Ninth Circuit Endorses Government's Use of Parallel Proceedings

Generally, the Supreme Court has approved the Government’s use in a criminal case of evidence gathered in a related civil proceeding, often by a civil agency of the Government. The leading authority in this area is United States v. Kordel, 397 U.S. 1 (1970). The Kordel Court, addressing the criminal use of evidence garnered by the FDA, required only that the Government show an absence of bad faith on the part of the civil agency. Id. at 12-13. A civil action brought solely to advance a criminal investigation is one brought in bad faith. Id.; United States v. Rand, 308 F. Supp. 1231 (N.D. Ohio 1970).

Of course, a prosecutor violates Fed. R. Crim. P. 6(e) if evidence collected by a grand jury is turned over to civil authorities, even within the same United States Attorney’s Office, absent the applicability of an exception to that Rule. E.g., 18 U.S.C. §  3322 (disclosure permitted in connection with civil forfeiture).
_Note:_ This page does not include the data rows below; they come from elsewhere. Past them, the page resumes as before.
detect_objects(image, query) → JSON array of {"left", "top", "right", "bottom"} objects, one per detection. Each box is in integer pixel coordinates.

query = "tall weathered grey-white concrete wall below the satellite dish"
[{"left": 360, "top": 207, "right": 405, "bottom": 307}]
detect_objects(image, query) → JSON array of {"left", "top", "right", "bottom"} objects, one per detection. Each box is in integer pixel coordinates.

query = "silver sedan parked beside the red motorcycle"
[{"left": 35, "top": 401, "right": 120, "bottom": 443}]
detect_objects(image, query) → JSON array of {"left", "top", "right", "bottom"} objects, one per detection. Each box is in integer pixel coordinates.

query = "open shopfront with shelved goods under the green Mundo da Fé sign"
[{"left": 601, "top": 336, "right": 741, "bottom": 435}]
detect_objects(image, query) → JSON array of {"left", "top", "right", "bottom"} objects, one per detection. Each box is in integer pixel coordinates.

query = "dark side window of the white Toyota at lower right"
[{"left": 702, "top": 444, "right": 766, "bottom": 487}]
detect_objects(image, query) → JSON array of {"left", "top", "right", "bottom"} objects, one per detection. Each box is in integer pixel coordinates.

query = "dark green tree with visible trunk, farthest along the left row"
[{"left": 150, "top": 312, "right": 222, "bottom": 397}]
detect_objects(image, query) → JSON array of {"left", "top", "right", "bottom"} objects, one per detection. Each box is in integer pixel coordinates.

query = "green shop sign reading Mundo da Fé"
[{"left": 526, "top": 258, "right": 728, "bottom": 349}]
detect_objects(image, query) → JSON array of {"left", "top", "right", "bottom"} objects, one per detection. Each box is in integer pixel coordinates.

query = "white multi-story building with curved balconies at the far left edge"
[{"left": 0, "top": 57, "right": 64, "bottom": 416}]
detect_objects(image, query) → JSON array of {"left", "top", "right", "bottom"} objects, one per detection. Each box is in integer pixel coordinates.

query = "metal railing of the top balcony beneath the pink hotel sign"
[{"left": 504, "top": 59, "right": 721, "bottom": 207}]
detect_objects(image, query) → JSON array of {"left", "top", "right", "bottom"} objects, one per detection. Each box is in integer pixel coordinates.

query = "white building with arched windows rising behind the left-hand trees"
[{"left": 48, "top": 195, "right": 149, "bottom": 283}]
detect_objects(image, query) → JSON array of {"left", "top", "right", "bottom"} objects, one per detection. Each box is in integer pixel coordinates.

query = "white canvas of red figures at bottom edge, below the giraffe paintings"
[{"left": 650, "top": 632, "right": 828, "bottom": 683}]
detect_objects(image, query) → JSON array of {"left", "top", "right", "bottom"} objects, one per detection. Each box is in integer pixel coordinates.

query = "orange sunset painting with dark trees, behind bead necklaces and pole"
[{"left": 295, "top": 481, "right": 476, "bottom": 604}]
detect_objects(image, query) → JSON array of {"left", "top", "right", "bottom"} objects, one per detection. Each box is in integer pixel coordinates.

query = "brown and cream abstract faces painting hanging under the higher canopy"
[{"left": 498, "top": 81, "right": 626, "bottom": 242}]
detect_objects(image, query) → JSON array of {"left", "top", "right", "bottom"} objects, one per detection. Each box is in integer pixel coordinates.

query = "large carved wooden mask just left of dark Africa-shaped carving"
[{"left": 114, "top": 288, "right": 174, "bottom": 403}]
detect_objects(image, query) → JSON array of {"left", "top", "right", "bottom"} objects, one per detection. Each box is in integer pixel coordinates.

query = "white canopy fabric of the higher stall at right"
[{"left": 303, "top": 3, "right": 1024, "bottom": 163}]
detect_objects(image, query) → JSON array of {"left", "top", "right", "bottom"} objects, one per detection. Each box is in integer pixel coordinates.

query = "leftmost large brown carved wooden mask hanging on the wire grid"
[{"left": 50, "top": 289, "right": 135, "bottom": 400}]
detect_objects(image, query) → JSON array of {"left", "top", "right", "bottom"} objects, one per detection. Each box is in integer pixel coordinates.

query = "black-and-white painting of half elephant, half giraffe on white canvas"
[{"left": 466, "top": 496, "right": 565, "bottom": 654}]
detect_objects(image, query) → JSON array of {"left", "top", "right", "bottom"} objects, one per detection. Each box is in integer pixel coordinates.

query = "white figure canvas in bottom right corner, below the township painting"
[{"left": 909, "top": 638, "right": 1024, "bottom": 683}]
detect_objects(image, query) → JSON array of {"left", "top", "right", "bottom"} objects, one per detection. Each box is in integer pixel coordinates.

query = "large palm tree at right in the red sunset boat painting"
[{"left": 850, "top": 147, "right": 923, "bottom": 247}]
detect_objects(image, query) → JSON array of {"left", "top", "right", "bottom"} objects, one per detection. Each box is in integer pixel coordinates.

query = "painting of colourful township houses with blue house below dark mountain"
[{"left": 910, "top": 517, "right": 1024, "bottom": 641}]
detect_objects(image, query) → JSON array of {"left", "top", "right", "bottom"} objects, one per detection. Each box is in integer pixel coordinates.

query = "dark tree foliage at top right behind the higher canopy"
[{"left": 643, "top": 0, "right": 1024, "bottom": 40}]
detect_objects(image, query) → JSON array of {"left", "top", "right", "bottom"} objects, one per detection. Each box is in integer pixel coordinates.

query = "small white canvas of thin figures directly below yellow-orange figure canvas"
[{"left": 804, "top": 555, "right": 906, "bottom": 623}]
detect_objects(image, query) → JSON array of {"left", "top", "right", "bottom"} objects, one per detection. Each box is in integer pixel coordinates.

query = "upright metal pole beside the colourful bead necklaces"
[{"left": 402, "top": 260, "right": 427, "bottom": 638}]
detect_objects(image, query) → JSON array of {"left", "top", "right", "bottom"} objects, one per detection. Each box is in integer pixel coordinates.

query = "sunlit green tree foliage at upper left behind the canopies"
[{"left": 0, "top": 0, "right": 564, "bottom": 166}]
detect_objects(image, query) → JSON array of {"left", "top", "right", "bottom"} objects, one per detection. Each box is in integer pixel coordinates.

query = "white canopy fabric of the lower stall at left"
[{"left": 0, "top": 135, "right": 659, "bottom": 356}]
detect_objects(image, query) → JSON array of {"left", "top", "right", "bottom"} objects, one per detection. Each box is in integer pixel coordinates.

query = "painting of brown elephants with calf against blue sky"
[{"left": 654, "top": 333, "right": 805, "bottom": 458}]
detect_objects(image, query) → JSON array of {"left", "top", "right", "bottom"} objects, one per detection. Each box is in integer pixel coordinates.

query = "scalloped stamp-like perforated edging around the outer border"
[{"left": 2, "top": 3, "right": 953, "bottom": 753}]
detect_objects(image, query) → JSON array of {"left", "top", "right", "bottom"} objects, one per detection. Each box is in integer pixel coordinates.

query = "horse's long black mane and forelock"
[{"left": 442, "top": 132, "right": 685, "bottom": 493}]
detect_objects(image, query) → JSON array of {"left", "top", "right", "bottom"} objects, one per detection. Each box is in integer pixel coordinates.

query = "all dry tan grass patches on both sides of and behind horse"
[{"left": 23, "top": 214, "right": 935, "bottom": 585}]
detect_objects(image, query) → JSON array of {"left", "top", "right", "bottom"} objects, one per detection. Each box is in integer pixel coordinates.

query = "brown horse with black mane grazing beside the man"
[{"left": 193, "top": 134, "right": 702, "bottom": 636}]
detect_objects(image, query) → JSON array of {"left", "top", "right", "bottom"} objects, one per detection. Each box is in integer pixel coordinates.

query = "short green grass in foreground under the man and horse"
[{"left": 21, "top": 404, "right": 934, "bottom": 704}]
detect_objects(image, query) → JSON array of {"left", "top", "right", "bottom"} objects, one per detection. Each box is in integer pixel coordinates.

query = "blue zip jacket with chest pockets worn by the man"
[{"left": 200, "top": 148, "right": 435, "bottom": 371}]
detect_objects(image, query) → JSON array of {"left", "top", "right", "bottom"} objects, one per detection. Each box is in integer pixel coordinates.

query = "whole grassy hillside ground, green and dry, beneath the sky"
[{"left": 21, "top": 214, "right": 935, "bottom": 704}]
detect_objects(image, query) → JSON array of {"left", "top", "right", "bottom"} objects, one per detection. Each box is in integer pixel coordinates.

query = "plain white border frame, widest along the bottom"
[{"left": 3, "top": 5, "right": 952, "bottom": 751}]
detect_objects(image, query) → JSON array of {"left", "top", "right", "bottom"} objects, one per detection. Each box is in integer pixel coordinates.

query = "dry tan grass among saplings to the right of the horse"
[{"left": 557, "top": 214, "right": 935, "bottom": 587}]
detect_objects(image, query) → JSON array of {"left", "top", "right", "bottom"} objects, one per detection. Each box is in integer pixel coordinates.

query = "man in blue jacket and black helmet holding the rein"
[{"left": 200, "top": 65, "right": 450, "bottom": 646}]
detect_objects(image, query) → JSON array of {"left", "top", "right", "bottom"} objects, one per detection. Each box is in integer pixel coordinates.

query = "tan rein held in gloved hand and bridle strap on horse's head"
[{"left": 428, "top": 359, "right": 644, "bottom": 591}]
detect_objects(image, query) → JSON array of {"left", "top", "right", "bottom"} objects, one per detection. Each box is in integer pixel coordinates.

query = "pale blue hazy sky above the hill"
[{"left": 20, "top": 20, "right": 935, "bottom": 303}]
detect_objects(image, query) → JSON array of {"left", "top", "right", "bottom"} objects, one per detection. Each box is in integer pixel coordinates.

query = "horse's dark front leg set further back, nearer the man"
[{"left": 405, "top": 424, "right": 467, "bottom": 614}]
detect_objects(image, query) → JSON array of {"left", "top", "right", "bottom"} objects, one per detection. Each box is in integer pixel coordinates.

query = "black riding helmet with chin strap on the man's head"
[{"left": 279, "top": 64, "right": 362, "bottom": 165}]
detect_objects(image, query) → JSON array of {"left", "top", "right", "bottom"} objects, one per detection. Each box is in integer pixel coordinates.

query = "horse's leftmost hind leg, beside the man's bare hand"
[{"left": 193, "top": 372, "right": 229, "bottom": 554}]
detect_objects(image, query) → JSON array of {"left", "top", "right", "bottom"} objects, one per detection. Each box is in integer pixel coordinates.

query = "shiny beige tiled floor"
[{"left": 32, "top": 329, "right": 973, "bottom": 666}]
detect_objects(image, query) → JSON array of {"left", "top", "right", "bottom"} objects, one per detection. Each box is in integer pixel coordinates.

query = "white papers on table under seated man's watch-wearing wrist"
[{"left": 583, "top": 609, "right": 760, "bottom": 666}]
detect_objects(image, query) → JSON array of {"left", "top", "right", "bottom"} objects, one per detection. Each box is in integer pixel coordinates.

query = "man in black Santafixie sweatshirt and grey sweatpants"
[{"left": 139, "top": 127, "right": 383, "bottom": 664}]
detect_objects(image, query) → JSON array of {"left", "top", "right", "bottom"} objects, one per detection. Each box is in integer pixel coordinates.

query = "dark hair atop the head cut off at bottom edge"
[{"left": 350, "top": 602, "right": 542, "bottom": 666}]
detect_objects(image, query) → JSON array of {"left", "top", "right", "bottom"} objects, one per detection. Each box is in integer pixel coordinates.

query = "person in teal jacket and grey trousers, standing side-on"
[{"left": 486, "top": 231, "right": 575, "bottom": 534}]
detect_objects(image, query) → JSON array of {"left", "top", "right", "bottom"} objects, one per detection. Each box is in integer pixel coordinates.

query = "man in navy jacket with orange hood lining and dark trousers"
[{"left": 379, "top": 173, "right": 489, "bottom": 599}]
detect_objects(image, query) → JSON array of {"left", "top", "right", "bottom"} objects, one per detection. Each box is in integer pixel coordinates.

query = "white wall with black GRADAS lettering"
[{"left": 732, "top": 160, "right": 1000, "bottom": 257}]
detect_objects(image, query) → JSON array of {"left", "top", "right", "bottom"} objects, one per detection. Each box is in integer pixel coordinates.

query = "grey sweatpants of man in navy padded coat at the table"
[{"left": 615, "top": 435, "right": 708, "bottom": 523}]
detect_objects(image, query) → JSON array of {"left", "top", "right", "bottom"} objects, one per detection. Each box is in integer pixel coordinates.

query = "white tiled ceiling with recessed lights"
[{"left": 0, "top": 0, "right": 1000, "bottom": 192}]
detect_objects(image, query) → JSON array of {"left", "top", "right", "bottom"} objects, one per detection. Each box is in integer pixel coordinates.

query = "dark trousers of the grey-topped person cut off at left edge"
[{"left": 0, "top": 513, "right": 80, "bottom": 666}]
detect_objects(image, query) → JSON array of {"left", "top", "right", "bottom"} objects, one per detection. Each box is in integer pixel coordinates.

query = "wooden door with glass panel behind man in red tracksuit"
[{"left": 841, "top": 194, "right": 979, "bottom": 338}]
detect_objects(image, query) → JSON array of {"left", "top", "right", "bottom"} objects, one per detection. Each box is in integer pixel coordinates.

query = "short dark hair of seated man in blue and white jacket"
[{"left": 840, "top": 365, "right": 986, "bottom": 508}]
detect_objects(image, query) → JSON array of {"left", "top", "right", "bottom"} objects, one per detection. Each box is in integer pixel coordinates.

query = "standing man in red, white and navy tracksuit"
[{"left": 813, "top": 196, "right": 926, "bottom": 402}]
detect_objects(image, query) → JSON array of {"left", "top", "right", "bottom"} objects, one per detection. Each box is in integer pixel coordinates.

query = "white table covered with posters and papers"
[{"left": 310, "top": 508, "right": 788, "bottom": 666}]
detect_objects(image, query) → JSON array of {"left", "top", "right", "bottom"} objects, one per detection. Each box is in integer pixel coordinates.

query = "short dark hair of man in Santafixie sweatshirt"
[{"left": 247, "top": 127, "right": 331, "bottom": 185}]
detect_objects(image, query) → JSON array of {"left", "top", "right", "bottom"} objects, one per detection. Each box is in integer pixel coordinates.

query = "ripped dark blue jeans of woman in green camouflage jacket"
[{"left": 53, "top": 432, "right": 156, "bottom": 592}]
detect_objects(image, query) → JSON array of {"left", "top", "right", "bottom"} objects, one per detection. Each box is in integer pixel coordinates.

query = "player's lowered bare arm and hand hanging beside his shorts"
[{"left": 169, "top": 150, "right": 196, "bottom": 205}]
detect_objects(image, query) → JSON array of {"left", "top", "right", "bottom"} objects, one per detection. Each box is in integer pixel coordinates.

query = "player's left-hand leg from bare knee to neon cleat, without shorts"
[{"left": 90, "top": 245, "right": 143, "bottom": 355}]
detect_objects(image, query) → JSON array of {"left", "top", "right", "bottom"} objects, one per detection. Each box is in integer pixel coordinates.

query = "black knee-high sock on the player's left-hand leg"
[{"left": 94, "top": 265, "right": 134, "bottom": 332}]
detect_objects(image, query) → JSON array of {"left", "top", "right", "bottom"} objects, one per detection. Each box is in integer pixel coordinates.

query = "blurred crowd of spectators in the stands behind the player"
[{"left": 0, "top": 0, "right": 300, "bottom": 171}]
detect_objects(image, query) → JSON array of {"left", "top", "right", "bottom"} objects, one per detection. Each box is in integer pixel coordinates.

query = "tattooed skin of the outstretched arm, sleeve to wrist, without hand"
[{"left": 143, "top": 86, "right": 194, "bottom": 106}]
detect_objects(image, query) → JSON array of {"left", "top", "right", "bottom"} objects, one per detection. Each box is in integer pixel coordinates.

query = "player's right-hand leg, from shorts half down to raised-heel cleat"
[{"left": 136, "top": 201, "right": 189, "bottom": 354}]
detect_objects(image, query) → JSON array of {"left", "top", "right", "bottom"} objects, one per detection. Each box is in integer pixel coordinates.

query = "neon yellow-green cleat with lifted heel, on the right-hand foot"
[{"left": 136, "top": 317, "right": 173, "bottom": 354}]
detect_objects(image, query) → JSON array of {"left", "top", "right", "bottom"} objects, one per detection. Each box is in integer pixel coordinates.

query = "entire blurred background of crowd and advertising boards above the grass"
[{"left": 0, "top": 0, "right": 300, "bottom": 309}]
Recently, the Ninth Circuit reinstated indictments which had been dismissed by a district court based on the Kordel standard and in so doing breathed new life, and breadth, into the government's ability to manipulate civil proceedings to assist criminal prosecutions. In United States v. Stringer, 521 F. 3d 1189 (9th Cir. 2008), the SEC first began investigating Stringer, the former CEO of a defense contractor, and others for fraud, then began holding coordination meetings with the U.S. Attorney’s Office. A criminal investigation into the same activities was then initiated.

In due course, access to the SEC’s files was granted to the prosecutors. The SEC was advised that targets of the investigation included Stringer and his former CFO, although apparently a grand jury had not been formally convened at that point in time.

The prosecutors stayed hidden to the targets, but coordinated with the SEC on how the latter should conduct witness interviews, and even suggested the venue for SEC depositions to facilitate criminal prosecution of false statements made in depositions in that district. Prior to the SEC depositions of Stringer and other persons who subsequently became defendants, the witnesses were given an advice of rights and a warning text explaining only that the SEC often makes its files available to federal prosecutors. Asked directly by Stringer’s attorney whether any, and if so which, U.S. Attorney’s Office was working with the SEC, however, the SEC attorney was less than candid and made no disclosure.

Following their indictment, Stringer and the other defendants moved to dismiss the indictment alleging a due process violation in the misuse of two parallel proceedings and moved to suppress their statements to the SEC. Defendants argued that their Fifth Amendment rights were violated by the SEC’s trickery and deceit.

The Ninth Circuit rejected the argument that defendants’ Fifth Amendment rights were not undermined by the quality of the notice given to them by the SEC; even though the notice only generally warned of the possibility of criminal prosecution and did not identify the prosecutors with whom the SEC was shaping strategy, the notice was not deemed to be deceitful. The court also naively found no Kordel violation because the SEC investigation began first, which "tends to negate any likelihood that the government began the civil investigation in bad faith as, for example, in order to obtain evidence for a criminal prosecution. Id. at 1197-99.

It remains to be seen how Stringer is received by other circuit courts of appeals. Unless checked, the Stringer analysis leaves criminal prosecutors absolutely free to orchestrate SEC or other agency investigations, choreographing the content and even location of depositions, and allows the SEC or other agency to act with no meaningful disclosure to deponents of the furious behind-the-scenes activity designed solely to collect evidence against those witnesses.